Setting Poetry, Flush Left, Center on Longest Line
It's a common request, and it's not too hard to manage with a little trick.
Every so often I hear a cry for help on the subject of setting poetry. The request is usually something like “how do I set a poem on a page so that the longest line is centered.”
It’s easy to center all the lines on the page, but that’s rarely what publishers want. So how can you keep your text flush-left (left aligned, ragged right) and center that longest line?
My favorite trick is:
- Place the whole poem inside a text frame. Make sure no extra blank lines are in there. (The last line should not end with a return.)
- Double-click the lower-right text frame handle with the Selection tool. This resizes the frame to fit the text along the right and bottom edges.
- Cut the frame to the clipboard with the Selection tool.
- Paste the frame into a larger text frame (probably the main text frame that spans from margin to margin on the page) with the Type tool.

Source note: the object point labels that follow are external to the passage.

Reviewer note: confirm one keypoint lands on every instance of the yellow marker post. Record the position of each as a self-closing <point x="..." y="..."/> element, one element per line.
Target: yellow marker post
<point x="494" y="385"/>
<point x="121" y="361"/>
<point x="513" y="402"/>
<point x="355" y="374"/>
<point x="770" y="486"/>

This pastes the frame in as an inline object on its own paragraph.
- Click outside the poem frame, in the larger frame, and choose Horizontal Alignment to center it.
Once you do it two or three times, it goes much faster than it takes to read the above instructions.
Here it is in pictures… first the original text frame:

Then, after the poems cut out and paste into their own frames, we double-click the bottom-right handles to Fit Frame to Content:

Finally, we paste the frames in as inline objects, and add some headings:

Are there other clever ways you have achieved this same result?